9 grudnia Yahoo (YHOO  ) ogłosiło, że rozważa porzucenie planu spin-offu swojej spółki w gigancie e-commerce Alibabie. Zamiast tego spółka może zdecydować się rozdzielić swój sektor wyszukiwarek i reklam. Większość wartości Yahoo, liczącej 33 miliardy dolarów, leży w pozycji kapitałowej spółki w Alibabie - jej sektor wyszukiwarek i reklam wart jest zaledwie około 3 miliardy dolarów. Jeśli Yahoo zdecyduje się oddzielić drugi z tych dwóch sektorów, spółka stanie się podatna na przejęcie. Marissa Mayer, CEO spółki, może stracić swoje stanowisko, chociaż otrzymałaby wtedy bardzo wysoką odprawę.Yahoo od lat stąpa po grząskim gruncie, zmagając się z konkurencją w postaci Google i szybkimi zmianami kierownictwa. W 2008 spółka odrzuciła propozycję kupna od Microsoft za 44,6 miliardy dolarów, ale obecnie oferta może być lepsza.

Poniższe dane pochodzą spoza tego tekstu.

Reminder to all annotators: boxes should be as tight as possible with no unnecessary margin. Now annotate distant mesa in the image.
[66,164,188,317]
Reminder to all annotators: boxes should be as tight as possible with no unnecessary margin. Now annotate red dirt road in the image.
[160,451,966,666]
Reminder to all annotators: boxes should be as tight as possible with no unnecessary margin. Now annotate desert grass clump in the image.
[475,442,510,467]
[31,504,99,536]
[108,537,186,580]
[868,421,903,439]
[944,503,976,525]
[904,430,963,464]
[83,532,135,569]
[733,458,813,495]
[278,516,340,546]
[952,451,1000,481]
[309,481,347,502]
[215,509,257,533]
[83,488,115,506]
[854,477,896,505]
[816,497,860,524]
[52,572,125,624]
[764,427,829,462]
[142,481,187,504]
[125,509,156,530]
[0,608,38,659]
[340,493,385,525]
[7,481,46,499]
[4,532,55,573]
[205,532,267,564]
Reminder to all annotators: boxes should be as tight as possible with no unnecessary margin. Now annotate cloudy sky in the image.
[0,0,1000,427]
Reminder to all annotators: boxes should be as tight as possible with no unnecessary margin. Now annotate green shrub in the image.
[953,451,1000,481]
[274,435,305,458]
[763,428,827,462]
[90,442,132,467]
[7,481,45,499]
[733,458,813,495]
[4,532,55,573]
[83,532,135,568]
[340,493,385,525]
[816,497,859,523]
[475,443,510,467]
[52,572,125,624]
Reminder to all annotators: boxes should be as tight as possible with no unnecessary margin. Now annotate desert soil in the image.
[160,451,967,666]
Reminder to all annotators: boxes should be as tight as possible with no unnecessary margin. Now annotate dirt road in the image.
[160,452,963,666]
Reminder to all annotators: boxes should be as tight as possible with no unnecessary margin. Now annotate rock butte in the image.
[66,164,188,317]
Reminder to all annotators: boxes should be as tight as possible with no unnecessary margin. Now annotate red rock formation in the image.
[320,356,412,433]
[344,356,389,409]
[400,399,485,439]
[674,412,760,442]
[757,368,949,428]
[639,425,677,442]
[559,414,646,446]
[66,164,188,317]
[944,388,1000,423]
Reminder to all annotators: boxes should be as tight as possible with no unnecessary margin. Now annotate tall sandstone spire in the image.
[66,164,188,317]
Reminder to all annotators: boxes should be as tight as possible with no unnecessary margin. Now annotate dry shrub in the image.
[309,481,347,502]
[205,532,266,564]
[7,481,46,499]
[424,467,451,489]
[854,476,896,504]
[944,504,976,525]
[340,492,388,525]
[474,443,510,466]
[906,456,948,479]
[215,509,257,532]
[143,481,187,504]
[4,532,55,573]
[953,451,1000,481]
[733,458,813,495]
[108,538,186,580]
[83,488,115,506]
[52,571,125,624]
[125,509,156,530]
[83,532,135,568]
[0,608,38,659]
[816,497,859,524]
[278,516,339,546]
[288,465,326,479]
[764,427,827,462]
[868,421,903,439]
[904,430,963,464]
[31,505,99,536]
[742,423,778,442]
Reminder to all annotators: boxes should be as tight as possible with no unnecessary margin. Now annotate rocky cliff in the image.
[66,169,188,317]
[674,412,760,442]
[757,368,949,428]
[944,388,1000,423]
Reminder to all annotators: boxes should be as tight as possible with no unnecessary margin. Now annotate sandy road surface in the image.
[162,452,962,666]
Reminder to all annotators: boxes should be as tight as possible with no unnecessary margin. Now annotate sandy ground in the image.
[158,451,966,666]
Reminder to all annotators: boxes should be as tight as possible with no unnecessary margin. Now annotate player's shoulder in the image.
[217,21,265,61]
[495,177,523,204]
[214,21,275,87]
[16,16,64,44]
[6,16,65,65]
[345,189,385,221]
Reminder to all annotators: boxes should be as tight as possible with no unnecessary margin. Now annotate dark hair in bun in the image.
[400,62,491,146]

Jak mówi analityk SunTrust Robert Peck, "Biorąc pod uwagę prostotę i tempo sprzedaży oraz brak chęci inwestorów do długotrwałego procesu spin-offu, uważamy, że sprzedaż części lub całości spółki jest bardzo prawdopodobna." Wśród potencjalnych kupców wymienia się IAC/InterActive i Verizon. Pierwsza z tych spółek już pracuje nad stworzeniem "nowej jednostki operacji cyfrowych" poprzez połączenie marek online (takich jak About.com i The Daily Beast), by zdobyć około 100 milionów użytkowników rocznie w USA. Yahoo posiada około 200 milionów subskrybentów - IAC może chcieć dodać tych konsumentów do swojej listy. IAC już przejęło pewną liczbę dawnych działalności internetowych jak Ask.com (dawniej znany jako Ask Jeeves), CityGrid i About.com. Jednak to Verizon - który ostatnio przejął AOL za 4,4 miliardy dolarów - może chcieć przejąć Yahoo, by poszerzyć swoją bazę konsumentów.

Marissa Mayer, Yahoo!
Marissa Mayer, Yahoo!

Pomimo spekulacji Mayer powiedziała, że nie planuje odejść ani otrzymać odprawy. Obiecała, że zamierza zostać w Yahoo i pomóc spółce wrócić na właściwe tory. Pogłoski na temat jej rezygnacji i odprawy wynikają z serii hipotez: jeśli Yahoo zostanie sprzedane, kierowaniem spółki zamie się nowa osoba, a w tym przypadku Mayer może zrezygnować. Hipotetyczna odprawa CEO Mayer związana jest z ceną akcji spółki. Różnica oszacowanych kwot wynika z tego, że brane są pod uwagę ceny akcji z różnych okresów roku: USA Today oszacowało wysokość kwoty odprawy na około 158 milionów dolarów (biorąc pod uwagę cenę akcji Yahoo z końca roku 2014, czyli $50,51), z kolei San Francisco Chronicle oszacowało tę kwotę na $59 milionów.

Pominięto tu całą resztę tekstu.